While the floor plan will remain the same — the new store will be about 16,000 square feet, twice the size of the existing one — Isaacs said the Co-op will trim some costs on materials and exterior decoration.
Len Labossiere, the new general manager for the Haida Gwaii Co-op, said so long as the loan is approved, shovels should hit the ground in March and the new store will open in early 2019.
“When the funding’s there, we need to be ready to move,” he said.
|Door prizes are among the many good reasons to attend the AGM. Here, Harold White receives an “I Love Local” gift basket — the top prize was a return flight for two to Vancouver.(Andrew Hudson/Haida Gwaii Observer)|
Building costs aren’t the only thing on the rise for the Haida Gwaii Co-op.
Sales figures presented at the Jan. 28 annual general meeting in Masset show the Co-op’s three Haida Gwaii stores did a record $15.2 million last fiscal year, up $1.2 million from the year before.
Sales rose 10 per cent at the Skidegate food store, eight per cent at the Masset food store, and 6.2 per cent at the Masset home and building supply.

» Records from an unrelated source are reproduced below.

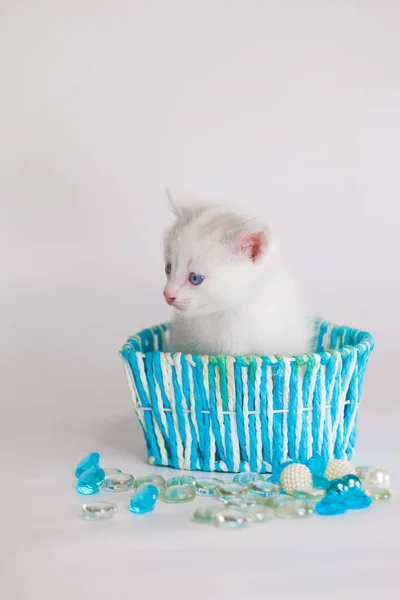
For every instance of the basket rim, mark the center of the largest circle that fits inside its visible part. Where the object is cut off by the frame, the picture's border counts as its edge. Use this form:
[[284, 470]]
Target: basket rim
[[366, 344]]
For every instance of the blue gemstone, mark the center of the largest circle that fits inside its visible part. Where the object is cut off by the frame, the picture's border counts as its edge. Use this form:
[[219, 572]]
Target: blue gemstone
[[144, 499], [324, 507], [320, 481], [90, 481], [87, 462], [316, 465]]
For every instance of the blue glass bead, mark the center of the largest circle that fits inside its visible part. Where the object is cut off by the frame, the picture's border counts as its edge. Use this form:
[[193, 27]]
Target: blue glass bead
[[90, 481], [316, 465], [326, 507], [320, 481], [352, 481], [87, 462], [246, 478], [144, 499]]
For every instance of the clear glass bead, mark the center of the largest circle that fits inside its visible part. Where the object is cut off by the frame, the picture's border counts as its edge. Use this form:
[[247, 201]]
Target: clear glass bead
[[90, 481], [246, 478], [259, 513], [207, 486], [144, 499], [87, 462], [312, 494], [178, 494], [111, 471], [181, 480], [378, 477], [156, 480], [118, 482], [206, 515], [377, 494], [231, 490], [99, 510], [267, 489], [232, 519]]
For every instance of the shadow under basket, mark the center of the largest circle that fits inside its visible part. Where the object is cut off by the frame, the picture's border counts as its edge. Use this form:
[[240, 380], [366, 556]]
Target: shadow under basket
[[233, 414]]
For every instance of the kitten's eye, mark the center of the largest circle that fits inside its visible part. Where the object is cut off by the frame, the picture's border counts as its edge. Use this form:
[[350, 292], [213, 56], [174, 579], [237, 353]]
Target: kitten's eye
[[196, 278]]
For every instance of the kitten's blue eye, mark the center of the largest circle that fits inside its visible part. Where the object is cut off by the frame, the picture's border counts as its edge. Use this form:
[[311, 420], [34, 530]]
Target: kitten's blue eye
[[196, 278]]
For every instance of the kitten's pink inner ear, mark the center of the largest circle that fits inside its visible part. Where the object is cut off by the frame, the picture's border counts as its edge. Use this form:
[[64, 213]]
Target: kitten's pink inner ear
[[251, 245]]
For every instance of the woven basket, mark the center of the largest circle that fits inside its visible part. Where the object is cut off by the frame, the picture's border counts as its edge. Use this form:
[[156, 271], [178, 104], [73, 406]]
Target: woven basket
[[219, 413]]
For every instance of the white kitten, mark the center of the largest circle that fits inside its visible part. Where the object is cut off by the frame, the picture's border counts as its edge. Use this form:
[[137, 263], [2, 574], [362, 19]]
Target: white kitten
[[231, 292]]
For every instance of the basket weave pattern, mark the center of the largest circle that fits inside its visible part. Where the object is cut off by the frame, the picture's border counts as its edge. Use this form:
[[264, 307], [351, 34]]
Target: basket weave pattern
[[221, 413]]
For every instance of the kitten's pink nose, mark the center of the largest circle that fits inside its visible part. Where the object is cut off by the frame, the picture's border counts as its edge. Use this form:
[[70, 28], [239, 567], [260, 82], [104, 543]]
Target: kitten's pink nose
[[169, 299]]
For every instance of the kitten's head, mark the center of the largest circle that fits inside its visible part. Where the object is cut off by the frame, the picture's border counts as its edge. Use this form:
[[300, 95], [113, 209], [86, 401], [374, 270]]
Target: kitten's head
[[212, 257]]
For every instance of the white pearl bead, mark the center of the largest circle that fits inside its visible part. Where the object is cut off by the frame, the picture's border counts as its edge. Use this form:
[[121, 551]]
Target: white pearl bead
[[339, 467], [378, 477], [296, 477]]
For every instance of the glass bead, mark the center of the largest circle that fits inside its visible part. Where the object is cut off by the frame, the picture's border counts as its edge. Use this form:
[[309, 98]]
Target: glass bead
[[144, 499], [249, 499], [178, 494], [232, 519], [310, 495], [206, 486], [267, 489], [326, 508], [90, 481], [156, 480], [87, 462], [206, 514], [352, 481], [362, 471], [118, 482], [259, 513], [111, 471], [294, 509], [377, 494], [99, 510], [378, 477], [246, 478], [231, 490], [181, 480]]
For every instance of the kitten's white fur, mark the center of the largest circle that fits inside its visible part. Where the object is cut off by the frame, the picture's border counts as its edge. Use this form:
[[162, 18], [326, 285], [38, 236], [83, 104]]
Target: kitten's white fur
[[248, 302]]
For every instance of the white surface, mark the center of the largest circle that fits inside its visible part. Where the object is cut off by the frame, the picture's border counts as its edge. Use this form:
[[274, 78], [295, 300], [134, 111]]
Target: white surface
[[290, 107]]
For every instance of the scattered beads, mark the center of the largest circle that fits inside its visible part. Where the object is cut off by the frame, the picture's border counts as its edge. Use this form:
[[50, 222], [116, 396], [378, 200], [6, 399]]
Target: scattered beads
[[295, 477], [232, 519], [377, 494], [90, 481], [206, 514], [312, 494], [378, 477], [246, 478], [230, 490], [87, 462], [206, 486], [99, 510], [118, 482], [144, 499], [177, 494], [156, 480], [338, 467], [187, 480], [111, 471], [259, 513], [267, 489]]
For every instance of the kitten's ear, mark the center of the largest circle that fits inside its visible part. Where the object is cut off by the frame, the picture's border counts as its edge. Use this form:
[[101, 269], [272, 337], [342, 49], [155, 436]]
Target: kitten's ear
[[251, 240], [181, 203]]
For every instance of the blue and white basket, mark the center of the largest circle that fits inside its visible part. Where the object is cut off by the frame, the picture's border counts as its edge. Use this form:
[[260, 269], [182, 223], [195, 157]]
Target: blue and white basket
[[220, 413]]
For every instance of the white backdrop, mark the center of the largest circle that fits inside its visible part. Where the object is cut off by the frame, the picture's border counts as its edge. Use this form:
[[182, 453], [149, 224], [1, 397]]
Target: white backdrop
[[289, 107]]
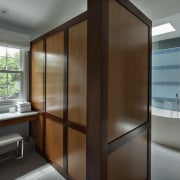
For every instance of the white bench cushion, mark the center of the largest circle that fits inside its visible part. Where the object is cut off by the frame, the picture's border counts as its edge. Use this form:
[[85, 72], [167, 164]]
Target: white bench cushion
[[8, 139]]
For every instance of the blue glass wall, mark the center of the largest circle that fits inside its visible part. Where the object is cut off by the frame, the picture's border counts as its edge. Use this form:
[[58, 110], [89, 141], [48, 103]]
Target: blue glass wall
[[166, 78]]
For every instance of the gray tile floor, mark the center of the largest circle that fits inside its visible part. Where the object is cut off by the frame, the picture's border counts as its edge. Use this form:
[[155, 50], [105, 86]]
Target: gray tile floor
[[165, 163], [31, 167]]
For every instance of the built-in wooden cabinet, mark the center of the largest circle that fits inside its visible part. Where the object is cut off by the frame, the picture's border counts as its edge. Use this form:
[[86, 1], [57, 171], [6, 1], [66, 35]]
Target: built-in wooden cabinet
[[77, 73], [37, 76], [37, 131], [37, 90], [76, 154], [54, 141], [90, 78], [55, 74]]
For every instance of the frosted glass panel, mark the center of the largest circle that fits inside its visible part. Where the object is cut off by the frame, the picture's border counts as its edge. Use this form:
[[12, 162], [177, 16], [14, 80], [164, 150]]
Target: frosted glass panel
[[165, 78]]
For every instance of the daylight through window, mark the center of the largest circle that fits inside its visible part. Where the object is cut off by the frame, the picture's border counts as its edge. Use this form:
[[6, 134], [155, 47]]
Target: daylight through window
[[11, 73]]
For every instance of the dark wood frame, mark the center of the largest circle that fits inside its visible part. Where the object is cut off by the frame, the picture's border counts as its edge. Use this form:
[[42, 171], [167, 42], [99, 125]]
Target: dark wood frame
[[97, 63], [97, 74], [64, 121], [97, 89]]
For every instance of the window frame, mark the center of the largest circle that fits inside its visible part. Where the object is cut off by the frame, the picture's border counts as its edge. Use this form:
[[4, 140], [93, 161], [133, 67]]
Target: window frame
[[24, 83]]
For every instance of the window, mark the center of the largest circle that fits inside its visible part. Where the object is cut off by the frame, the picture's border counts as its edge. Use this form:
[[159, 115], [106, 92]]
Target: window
[[12, 75]]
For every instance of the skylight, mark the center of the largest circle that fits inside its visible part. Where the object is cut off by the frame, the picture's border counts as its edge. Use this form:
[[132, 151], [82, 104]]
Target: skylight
[[162, 29]]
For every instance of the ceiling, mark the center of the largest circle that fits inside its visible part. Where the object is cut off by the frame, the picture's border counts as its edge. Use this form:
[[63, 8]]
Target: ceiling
[[36, 17], [160, 12]]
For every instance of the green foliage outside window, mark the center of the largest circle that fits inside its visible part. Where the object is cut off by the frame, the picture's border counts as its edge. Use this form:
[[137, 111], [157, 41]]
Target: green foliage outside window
[[10, 75]]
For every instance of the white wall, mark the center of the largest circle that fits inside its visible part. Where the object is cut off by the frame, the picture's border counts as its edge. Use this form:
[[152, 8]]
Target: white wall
[[166, 130]]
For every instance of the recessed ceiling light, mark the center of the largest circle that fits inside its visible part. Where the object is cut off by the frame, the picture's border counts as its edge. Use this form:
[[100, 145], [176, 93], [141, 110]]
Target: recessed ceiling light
[[162, 29], [3, 11]]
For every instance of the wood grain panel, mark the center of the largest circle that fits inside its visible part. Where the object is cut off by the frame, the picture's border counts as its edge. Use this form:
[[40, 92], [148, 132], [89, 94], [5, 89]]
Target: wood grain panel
[[55, 74], [37, 131], [77, 73], [130, 161], [76, 154], [127, 71], [54, 141], [37, 76]]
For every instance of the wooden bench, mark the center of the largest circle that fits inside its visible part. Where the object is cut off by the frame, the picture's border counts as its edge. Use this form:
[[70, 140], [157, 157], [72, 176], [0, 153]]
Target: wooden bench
[[13, 138]]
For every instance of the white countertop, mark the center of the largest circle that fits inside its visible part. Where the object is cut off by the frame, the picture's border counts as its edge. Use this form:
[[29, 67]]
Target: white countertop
[[7, 116]]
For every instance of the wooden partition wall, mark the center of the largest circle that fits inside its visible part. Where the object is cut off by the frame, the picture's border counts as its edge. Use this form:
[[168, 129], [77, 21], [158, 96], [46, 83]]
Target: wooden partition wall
[[118, 91], [90, 81], [64, 84]]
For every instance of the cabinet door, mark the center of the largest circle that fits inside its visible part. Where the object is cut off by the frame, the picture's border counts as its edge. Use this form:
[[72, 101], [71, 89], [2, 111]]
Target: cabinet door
[[55, 74], [54, 141], [77, 73], [37, 131], [37, 76]]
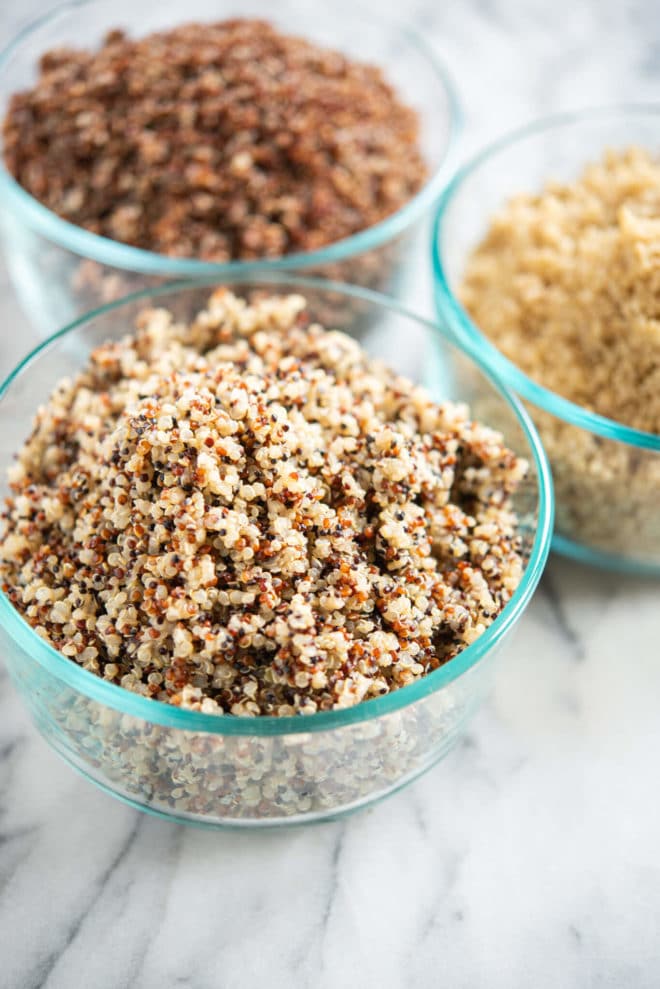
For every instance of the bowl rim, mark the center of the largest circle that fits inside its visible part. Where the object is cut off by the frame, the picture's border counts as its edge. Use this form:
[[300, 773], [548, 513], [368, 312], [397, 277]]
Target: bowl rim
[[449, 307], [120, 699], [119, 255]]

The annual allocation for Haida Gwaii Co-op members will be 2.5 per cent this year, with a total cash payout of $367,192 shared among nearly 3,800 members.
“I think those numbers are extremely positive, and obviously indicative of Haida Gwaii and its global recognition,” Labossiere said.
“We’re becoming more and more known, and getting some tourism — it’s nice to see some growth.”
Renovations over the last year include new siding and a new storage area for the Masset home and building supply, as well as new, high-efficiency fridges for the Masset food store.
Like the Masset food store, Labossiere said the new store in Skidegate will use similar fridges and heat pumps that are well suited to Haida Gwaii’s temperate climate. It will also have heat-reclaim coils that will recycle heat from the store refrigerators and LED lights.
About 60 staff are working with the Haida Gwaii Co-op this winter, Labossiere said, and another 10 will be hired in summer when stores are open longer. The new Skidegate store is expected to require 13 new staff members.
At the AGM, Labossiere and others congratulated David Adams, who recently retired after 28 years, and several long-serving staff members including Mary Frick, who is celebrating her 30th year working with the Co-op.
“We’ve got lots of great people, so I don’t want to pick on Mary,” Labossiere said. “But as you shop our stores, Mary’s personality, Mary’s service are what we as an organization all strive for.”
Also at the meeting was Doug Potentier, a board director with the Federated Co-operatives Limited — the larger, Saskatoon-based co-operative that the Haida Gwaii Co-op is part of, along with 189 other food, fuel, agriculture, and building supply stores across Canada’s four western provinces.
Potentier said FCL had a strong year too, with sales rising to $9.8 billion from $8.4 billion, thanks in part to a turnaround in its Saskatchewan oil production and refining business. FCL profits for the year totalled $575 million, and from that, the Haida Gwaii Co-op received a patronage refund of just over $300,000.
Besides the patronage increase, Potentier noted that FCL has increased its Community Spaces budget from $1.5 to $2 million. The program offers one-time grants of $25,000 to $150,000 for local non-profits and charities.